What's the point of Forts?

I can answer that.

No. They don't. Unless by invasion you mean two troops dropped of near your capital and killed immediately. Cause they are good at that.

Your right. in this game technically based on the random epic they don't. However, that does not mean the AI in game he paid money for, will never show up on a planned D-DAy style invasion.
When he plays what all say is better and more complete then a typical packaged 'conquests' scenario, hes in for one big surprise!
Spoiler :
:viking: Surprise!!!! Arr!! Rood of the Dragon


Also you can't get away with leaving you coast citys unprotected all the time. SOmetimes in the epic mode They will bring enough to take out 3 or 4 high ranked guard units. THey also may bomabard your city with 6 boats worth of cannon fodder then reforments that make you pay a tax of unit maintence just to counter

Examples? Sure! Just like this!
 
Well, I can say there are two major improvements in Civ3 over Civ2.

A - Don't need to rebuild Barracks every time you get a new major infantry unit, man that was a pain in the a**.

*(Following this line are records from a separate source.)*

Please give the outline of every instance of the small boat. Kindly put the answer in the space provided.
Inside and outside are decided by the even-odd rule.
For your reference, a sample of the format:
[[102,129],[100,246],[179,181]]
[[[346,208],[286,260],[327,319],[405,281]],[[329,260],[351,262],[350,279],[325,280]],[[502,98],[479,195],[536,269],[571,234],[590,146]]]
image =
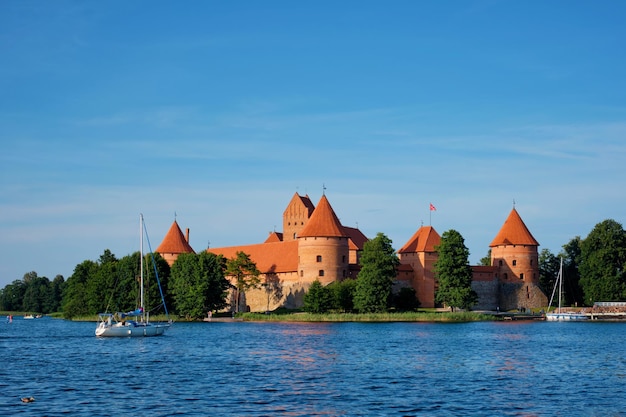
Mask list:
[[33,316],[32,314],[25,314],[24,315],[24,320],[30,320],[30,319],[34,319],[35,316]]
[[559,267],[559,274],[556,277],[556,282],[554,283],[554,289],[552,290],[552,296],[550,297],[550,304],[548,304],[548,311],[550,310],[550,306],[552,306],[552,300],[554,299],[554,293],[556,290],[559,290],[559,306],[557,309],[550,313],[546,313],[547,321],[586,321],[589,320],[586,314],[577,313],[574,311],[562,311],[561,310],[561,293],[563,290],[563,258],[561,258],[561,265]]
[[[140,282],[140,306],[129,312],[125,313],[100,313],[98,314],[99,322],[96,327],[96,336],[98,337],[149,337],[149,336],[161,336],[165,333],[171,325],[171,320],[167,323],[150,323],[149,315],[145,311],[144,306],[144,267],[143,267],[143,237],[145,232],[145,225],[143,221],[143,215],[139,216],[139,282]],[[148,244],[150,241],[148,240]],[[154,260],[153,260],[154,262]],[[157,277],[157,283],[159,289],[161,289],[161,282],[159,281],[159,275],[154,268]],[[167,306],[165,305],[165,299],[163,298],[163,291],[161,291],[161,302],[165,309],[165,314],[168,315]],[[169,317],[169,316],[168,316]]]
[[35,402],[35,398],[34,397],[23,397],[22,399],[23,403],[33,403]]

B - Armies don't have home cities. (like the whole Republic/Democracy thing where your city B&moans because their armies somewhere else. . .)

But anyway, I'm getting a bit better. Lost the other game, stupid diplomatic victory :). But in my new game, history was reversed as the Greeks conquered the Romans (save one off-continent city which I didn't bother to kill. I know in previous games total extermination usually got bad looks from the other countries, dunno if that's still the case). And I've reduced my garrisons quite a bit, only got one hoplite per city now that I've switched to Republic for some peace time.
Don't forget:

C - Culture/borders. From reading your posts, what most of this discussion boils down to is that forts in Civ 3 are not what they were in civ 2. In Civ 2, you had to build forts near most of your borders to stop the AI from roaming freely through your lands and ploping new cities inside your "established borders". Now, cultural borders help stop that from happening. Granted, constantly demanding the enemy to remove his troops from your lands will eventually lead to him declaring war, but the cultural border establishes what is yours verses what is his and where troops are "supposed to be" manuevered and where new cities can be created.
 
Now if forts created the civ ii type of zoc, and had auto lethal bombard too, that would be great.
 
Does anyone know if ZoC from forts is lethal? Also, can forts placed on the coast ZoC hit a ship? If it can, is it lethal?
 
The answer to the second, and thus the third, is no. Not sure about the first.
 
AFAIK : i haven't seen lethal free shot... i'm pretty sure that it is not lethal.
 
If there is a 1 tile bridge to another piece of land, that would be the best time to put a fort up.

Being that we'd be blocking, with added defense.
 
It's also a good idea to put a fort on enemy resources. Also, if you are in terrain that wheeled units can't cross (mountain, jungle, marsh, volcano) and there is only 1 wheel friendly square, I'd put a fort there so enemies can't send artillery at you.

A note on the 1 tile bridge, I'd rather put a city there because then your boats have a shortcut across a continent (synonymous to Panama Canal). Even if you are not going to use that city, keep it as a "naval shortcut".
 
I did put a city on just such a landbridge in one game, it produced well until 7/9 countries declared war on me. And then two-three nations attacked the city for a few turns and razed it to the ground. I guess the AI doesnt like land bridges.
 
I think they might just have wanted the terrain. Also, the AI beelines for your weakest city. Did you have very few defenders there? I build them all the time, the AI rarely goes for them.